# An All-Digital PLL Synthesized from a Digital Standard Cell Library in 65nm CMOS

Youngmin Park and David D. Wentzloff University of Michigan, Ann Arbor, MI, 48109, USA

Abstract—This paper presents an all-digital PLL (ADPLL) in which all functional blocks have been synthesized from standard digital cells and automatically placed and routed (P&R). A calibration scheme is proposed to account for the systematic mismatch resulting from P&R. The ADPLL is fabricated in 65nm CMOS and occupies  $0.042 \text{mm}^2$ . The period jitter is  $3.2 \text{ps}_{\text{rms}}$ (36ps<sub>pp</sub>) at 2.5GHz, and the power consumption is 9.1mW to 14.6mW over a 1.5 to 2.7GHz frequency range.

### I. INTRODUCTION

CMOS scaling into the nanometer regime has resulted in improved timing accuracy, power, and density of digital logic gates, while analog circuits suffer from reduced supply voltage and increased gate leakage [1-3]. As a result, some traditionally analog-only circuits have progressed to digitally-assisted designs, and more recently all-digital designs, that utilize the precise time control and sophisticated digital signal processing.
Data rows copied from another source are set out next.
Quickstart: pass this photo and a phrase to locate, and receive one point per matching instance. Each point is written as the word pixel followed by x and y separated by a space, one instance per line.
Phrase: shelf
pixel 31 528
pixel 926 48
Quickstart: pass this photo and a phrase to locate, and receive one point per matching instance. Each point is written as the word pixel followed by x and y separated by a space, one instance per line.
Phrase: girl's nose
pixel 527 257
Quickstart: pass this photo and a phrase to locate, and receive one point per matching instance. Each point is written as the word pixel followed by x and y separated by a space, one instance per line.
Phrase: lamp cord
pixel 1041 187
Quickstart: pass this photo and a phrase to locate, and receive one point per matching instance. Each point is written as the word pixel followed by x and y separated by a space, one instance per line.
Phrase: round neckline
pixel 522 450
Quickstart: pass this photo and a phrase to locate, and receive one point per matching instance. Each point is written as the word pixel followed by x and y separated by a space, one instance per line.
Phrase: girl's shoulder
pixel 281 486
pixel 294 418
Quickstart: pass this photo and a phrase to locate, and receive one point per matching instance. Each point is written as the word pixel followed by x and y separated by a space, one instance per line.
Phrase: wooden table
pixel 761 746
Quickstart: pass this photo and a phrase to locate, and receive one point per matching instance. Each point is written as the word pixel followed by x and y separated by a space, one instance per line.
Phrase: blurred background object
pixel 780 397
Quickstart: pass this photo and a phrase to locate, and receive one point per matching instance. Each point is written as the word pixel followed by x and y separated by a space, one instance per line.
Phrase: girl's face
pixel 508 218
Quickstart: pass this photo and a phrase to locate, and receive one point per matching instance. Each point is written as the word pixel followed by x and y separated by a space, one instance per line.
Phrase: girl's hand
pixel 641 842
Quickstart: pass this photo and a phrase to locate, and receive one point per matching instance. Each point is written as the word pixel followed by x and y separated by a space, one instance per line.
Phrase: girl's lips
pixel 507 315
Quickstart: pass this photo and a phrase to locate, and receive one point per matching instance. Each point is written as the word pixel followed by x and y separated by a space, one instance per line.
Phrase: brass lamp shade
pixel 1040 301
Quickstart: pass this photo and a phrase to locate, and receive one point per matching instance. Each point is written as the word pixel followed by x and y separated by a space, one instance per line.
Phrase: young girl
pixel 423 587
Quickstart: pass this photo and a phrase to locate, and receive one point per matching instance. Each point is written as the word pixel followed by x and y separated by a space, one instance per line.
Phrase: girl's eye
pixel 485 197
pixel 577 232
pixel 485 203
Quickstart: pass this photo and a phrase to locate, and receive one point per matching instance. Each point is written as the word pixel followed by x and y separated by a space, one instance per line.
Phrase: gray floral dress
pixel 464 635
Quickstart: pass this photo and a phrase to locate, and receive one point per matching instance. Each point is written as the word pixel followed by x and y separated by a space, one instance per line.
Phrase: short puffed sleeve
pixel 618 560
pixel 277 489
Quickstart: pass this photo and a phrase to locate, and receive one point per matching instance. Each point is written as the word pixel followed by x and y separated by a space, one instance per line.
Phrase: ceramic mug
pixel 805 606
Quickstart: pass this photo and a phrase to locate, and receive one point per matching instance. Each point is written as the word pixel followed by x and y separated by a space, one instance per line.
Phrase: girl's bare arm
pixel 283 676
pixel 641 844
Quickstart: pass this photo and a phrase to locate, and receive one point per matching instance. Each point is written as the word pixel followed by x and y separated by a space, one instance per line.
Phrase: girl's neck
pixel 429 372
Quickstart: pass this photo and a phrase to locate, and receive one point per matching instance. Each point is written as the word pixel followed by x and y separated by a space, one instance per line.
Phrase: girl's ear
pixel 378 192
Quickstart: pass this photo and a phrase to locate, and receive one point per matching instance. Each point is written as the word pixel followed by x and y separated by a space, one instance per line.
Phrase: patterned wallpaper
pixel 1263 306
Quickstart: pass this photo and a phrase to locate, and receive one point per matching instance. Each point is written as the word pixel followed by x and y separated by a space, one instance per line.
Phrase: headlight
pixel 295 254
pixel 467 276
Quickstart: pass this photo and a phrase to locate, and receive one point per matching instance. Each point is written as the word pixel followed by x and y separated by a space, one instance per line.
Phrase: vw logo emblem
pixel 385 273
Recently published all-digital phase locked loops (ADPLL) have shown several advantages over conventional analog PLLs in terms of area, scalability, testability, and programmability [4-12]. In many ADPLLs, conventional structures such as phase detectors and analog filters are replaced with time-to-digital converters and digital loop filters, thereby significantly reducing area and providing higher compatibility with other digital blocks. Also, the digital interface between functional blocks in the ADPLL improves testability and programmability of the circuits.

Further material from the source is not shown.